A child’s anger meets Redemptive Discipline

A friend of mine asked me to post the hard parts of having a kid. Well, above is a photo of my kid acting ‘hard’. If he doesn’t get his way—which he often doesn’t despite his best attempts at launching tyrannical tirades—his face turns thuggish with a deeply-etched razor-scowl bent on unleashing a torrent of scratches, head-butts, scrapes, kicks, and slaps often strong enough to cause a minor hematoma (I have one on my brow as I write). We can try to soothe him. We can acknowledge and redirect his desires. We can invest ourselves in alternative playtime with him.

My go-to remedy, oddly enough, is to hug him. He may need space alone to get out his frustrations, but that always results in hugs, too. Meeting his frustration with our love is simultaneously off-putting and comforting to him when he’s boiled over with rage. Perhaps he just can’t stand having mixed feelings, but hugging him causes him to relent and cry and cling tightly to me. I never thought toddlers could meet discipline with such confused and subconscious ambivalence. It’s like having a teenager.

I think about all this every so often and I wonder who he will be. Every so often, I begin to entertain thoughts (catastrophize, maybe?) about whether this is a phase or if it’s a permanent fixture of his personality. Does this enraged toddler foreshadow a sulky adolescent flirting with future borderline personality disorder? Will I have that kid I read about who at one moment is playing gleefully with his mama and the next moment threatening the lives of other kids the moment he doesn’t get his way? The same boy whose mother knew the hospital orderlies by name whenever one of these fits went too far? Okay, okay: That’s a bit extreme to consider at this point in my boy’s development, but I’m not wandering too far off the script of modern parenting should I play the role of worrier-in-chief.

But there’s a lot of love between here and teendom. I have a plan that will help my boy connect the dots between being an enraged child and becoming a canonization-worthy man, but I’m faced with the prospect that nothing I can plan from this vantage point is foolproof.

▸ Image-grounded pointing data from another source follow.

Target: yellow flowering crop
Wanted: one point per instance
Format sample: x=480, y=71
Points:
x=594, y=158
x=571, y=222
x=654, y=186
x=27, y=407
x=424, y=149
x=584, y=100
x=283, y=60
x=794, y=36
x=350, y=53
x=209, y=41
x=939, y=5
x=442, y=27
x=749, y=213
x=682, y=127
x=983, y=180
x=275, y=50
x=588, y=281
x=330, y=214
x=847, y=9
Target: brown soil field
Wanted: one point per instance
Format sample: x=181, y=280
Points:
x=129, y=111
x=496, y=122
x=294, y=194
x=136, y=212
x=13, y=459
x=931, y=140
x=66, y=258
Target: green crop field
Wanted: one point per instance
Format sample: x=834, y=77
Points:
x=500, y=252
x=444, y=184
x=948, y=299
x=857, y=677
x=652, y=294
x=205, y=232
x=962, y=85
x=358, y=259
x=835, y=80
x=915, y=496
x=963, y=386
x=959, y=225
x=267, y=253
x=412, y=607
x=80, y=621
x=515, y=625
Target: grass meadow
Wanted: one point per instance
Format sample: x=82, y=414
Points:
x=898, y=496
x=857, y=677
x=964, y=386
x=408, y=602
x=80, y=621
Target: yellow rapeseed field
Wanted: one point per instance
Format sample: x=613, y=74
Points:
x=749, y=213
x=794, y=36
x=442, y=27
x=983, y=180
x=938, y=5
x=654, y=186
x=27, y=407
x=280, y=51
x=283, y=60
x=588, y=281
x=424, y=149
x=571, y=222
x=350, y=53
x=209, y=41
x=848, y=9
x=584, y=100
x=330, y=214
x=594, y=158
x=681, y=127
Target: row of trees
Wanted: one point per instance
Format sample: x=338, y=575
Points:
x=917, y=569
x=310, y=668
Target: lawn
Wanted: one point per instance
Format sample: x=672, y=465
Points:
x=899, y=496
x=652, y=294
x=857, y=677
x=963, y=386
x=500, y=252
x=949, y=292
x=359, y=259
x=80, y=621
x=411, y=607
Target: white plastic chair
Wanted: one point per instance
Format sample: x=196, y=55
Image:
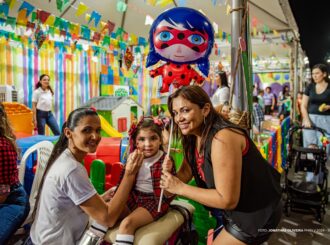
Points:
x=44, y=149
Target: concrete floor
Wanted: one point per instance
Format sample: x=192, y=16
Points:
x=302, y=228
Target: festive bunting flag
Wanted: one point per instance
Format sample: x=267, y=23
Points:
x=30, y=25
x=96, y=37
x=4, y=9
x=254, y=22
x=11, y=3
x=110, y=27
x=182, y=3
x=254, y=31
x=61, y=4
x=74, y=29
x=152, y=2
x=96, y=17
x=121, y=6
x=11, y=21
x=42, y=15
x=164, y=3
x=228, y=9
x=28, y=7
x=22, y=17
x=266, y=29
x=50, y=20
x=149, y=20
x=87, y=17
x=215, y=27
x=106, y=41
x=82, y=8
x=51, y=31
x=133, y=39
x=85, y=32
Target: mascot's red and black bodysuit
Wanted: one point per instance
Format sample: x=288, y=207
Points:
x=181, y=37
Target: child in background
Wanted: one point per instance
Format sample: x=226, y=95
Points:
x=141, y=207
x=258, y=115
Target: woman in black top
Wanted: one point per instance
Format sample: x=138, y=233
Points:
x=315, y=107
x=229, y=171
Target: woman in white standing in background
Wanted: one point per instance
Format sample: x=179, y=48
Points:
x=42, y=102
x=222, y=93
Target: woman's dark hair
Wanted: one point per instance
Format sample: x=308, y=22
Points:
x=198, y=96
x=73, y=120
x=38, y=85
x=285, y=89
x=323, y=68
x=6, y=129
x=223, y=78
x=151, y=123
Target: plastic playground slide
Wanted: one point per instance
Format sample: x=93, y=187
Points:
x=108, y=128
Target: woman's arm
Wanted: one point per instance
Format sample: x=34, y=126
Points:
x=304, y=113
x=107, y=214
x=226, y=156
x=34, y=111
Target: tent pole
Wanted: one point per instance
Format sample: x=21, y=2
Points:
x=236, y=26
x=296, y=82
x=123, y=17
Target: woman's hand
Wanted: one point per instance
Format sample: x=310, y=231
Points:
x=107, y=196
x=171, y=183
x=307, y=123
x=167, y=164
x=34, y=121
x=134, y=163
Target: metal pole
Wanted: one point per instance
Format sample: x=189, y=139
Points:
x=295, y=82
x=123, y=17
x=236, y=25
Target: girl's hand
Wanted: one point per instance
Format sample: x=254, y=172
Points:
x=108, y=195
x=171, y=183
x=307, y=123
x=134, y=163
x=167, y=164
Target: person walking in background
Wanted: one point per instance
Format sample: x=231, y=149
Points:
x=298, y=106
x=42, y=101
x=14, y=202
x=222, y=93
x=315, y=106
x=258, y=115
x=261, y=100
x=269, y=100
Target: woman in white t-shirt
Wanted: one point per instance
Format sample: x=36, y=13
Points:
x=42, y=101
x=66, y=199
x=221, y=95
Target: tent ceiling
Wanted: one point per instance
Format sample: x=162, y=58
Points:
x=267, y=12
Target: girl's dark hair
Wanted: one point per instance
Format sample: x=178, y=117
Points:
x=73, y=120
x=38, y=85
x=323, y=69
x=6, y=129
x=151, y=123
x=198, y=96
x=223, y=78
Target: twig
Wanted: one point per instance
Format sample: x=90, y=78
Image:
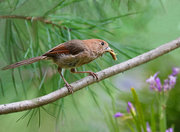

Unlocking the idea that his rage is quelled by love tells me something, however: every child battles a spiritual battle from the get-go. Just a short while after they let go of simple comfort of routine nourishment, playtime, and sleep, they realize quickly that they’re addicts of attachment, affection, and presence. Mama leaving the room? Prepare for wailing and gnashing of the baby teeth. Papa going off to work? Witness how the joyful morning transforms into the sour-dour-hour. Insisting on early bedtime? Brace for a toddler’s revolt unless you provide two dozen bedtime stories, five hundred hugs, and a pillow for two. They demand an immaterial response—a closeness, an intimate contact, a maturing communion. Because this child longs for anything but a sheer biological response: He has a trajectory—a telos—towards unwavering love. He’s aiming toward God.

In other words, his spiritual life is nascent, but alive. And all his years I could respond to his fieriness with stern rebukes, corporal punishment, emotive appeals, redirects, and a countless other “techniques”. But if I am going to foster an environment that sets his fiery soul on fire for God, that will require a kind of Redemptive Discipline, where he knows that his upbringing is not just an adjustment of bad behavior, but a boy journeying on his way to whatever God intends for him. Or, in Catholic parlance, he will require from me what will one day be his Cause for Canonization.